The boat spun out of control.
Again, two hours worth of testing proved fruitless, and I was beginning to despair. This is a super basic control algorithm, and I couldn’t even get its implementation right. Impostor syndrome began to set in: “how am I supposed to complete a PhD in robotics if I can’t program a basic PID controller?” I got ready to pack up, go home, and five up for the week.
And then it hit me… The controller I described above is called “PID” - Proportional, Integral, Derivative. So when I wrote the neat function to send coefficients to the bot, what I programmed was:
boat.send_coefficients(Kp, Ki=0, Kd=0)
Notice the order. Neat and sensible - (1) Proportional, (2) Integral, (3) Derivative - to match the name. I’d tested the communication interface and made sure they were stored correctly on the robot. But I was only using the proportional and derivative coefficients, and not the integral.
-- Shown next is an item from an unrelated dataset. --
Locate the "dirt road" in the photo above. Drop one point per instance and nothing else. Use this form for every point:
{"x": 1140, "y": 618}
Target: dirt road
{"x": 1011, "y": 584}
So the command I’d been sending was
boat.send_coefficients(Kp, Kd, 0)
So the order was wrong. I thought I was sending a derivative coefficient, but instead I was sending the integral one. I tried flipping the order, and immediately it started working. Within five minutes I had a functioning controller, and within half an hour I’d found the right set of coefficients. But that dumb mistake cost me a full day worth of work, a weekend of mental agony, and a good-sized helping of feeling like I wasn’t cut out for the job I was doing..
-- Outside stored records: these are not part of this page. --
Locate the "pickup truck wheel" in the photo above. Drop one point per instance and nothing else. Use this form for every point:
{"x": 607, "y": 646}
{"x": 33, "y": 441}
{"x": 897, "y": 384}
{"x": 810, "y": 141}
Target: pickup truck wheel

This seems like its nothing - a story of a dumb mistake that wasted a day. But I’ve made similar mistakes that have cost me months of work before I finally found them, and they weren’t ones with easy corrections. Mistakes like these made me feel like I had little aptitude for science and research - what kind of serious researcher messes up like that?
The version of the scientific story that we see in the news and in published works is polished and refined. The scientist finds a problem, divines the perfect answer, and performs the experiment that exactly proves his or her theory. As a researcher, I know this isn’t the full story - there are lots of false starts and dead ends, both in theory and experiment, that don’t make it into the final story because they don’t sell well. But these are legitimate scientific endeavors; you form a hypothesis, you test it, it turns out to be wrong, so you try again.
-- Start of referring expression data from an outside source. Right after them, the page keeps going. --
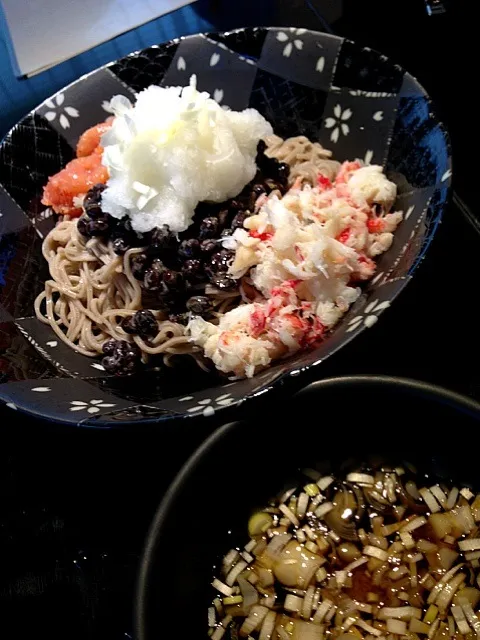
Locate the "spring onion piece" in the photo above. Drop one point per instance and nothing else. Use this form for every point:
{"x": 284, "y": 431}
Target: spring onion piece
{"x": 416, "y": 626}
{"x": 396, "y": 626}
{"x": 233, "y": 600}
{"x": 316, "y": 500}
{"x": 235, "y": 572}
{"x": 355, "y": 564}
{"x": 470, "y": 615}
{"x": 254, "y": 620}
{"x": 398, "y": 572}
{"x": 311, "y": 546}
{"x": 310, "y": 533}
{"x": 441, "y": 584}
{"x": 472, "y": 544}
{"x": 439, "y": 495}
{"x": 446, "y": 595}
{"x": 341, "y": 578}
{"x": 293, "y": 603}
{"x": 460, "y": 619}
{"x": 466, "y": 493}
{"x": 268, "y": 626}
{"x": 447, "y": 557}
{"x": 375, "y": 552}
{"x": 424, "y": 546}
{"x": 416, "y": 523}
{"x": 259, "y": 547}
{"x": 223, "y": 588}
{"x": 407, "y": 539}
{"x": 230, "y": 558}
{"x": 289, "y": 514}
{"x": 320, "y": 575}
{"x": 212, "y": 618}
{"x": 400, "y": 613}
{"x": 322, "y": 611}
{"x": 286, "y": 495}
{"x": 324, "y": 482}
{"x": 433, "y": 628}
{"x": 300, "y": 535}
{"x": 432, "y": 613}
{"x": 308, "y": 602}
{"x": 413, "y": 574}
{"x": 259, "y": 523}
{"x": 476, "y": 508}
{"x": 302, "y": 504}
{"x": 220, "y": 630}
{"x": 367, "y": 627}
{"x": 323, "y": 509}
{"x": 268, "y": 601}
{"x": 361, "y": 478}
{"x": 277, "y": 543}
{"x": 250, "y": 546}
{"x": 311, "y": 490}
{"x": 330, "y": 613}
{"x": 429, "y": 498}
{"x": 452, "y": 498}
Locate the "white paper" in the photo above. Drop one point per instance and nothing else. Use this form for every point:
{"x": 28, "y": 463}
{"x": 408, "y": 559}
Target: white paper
{"x": 46, "y": 32}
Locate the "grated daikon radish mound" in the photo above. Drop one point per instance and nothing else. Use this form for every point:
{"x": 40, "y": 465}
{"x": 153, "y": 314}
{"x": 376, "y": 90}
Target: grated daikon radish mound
{"x": 174, "y": 148}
I hadn’t paid any attention, though, to the mistakes that are made along the way. Building a PCB wrong, soldering the wrong component, ordering the wrong part - these aren’t valid scientific endeavors that don’t work out, they’re just mistakes. I don’t know how many researchers and scientists make these mistakes, or how often, because no one talks about it. But I know it’s not just me, and they’re a real part of the scientific story.
I’m not saying every scientific paper should include a count of wasted solvent, misprinted or miscut parts, and trashed electronics. The storytelling that happens in scientific publication cleans up those details, and for good reason. But I think for young and early career researchers its important to recognize that these things happen, and they’re not a mark of poor science or aptitude. They’re just a mark of working like a human.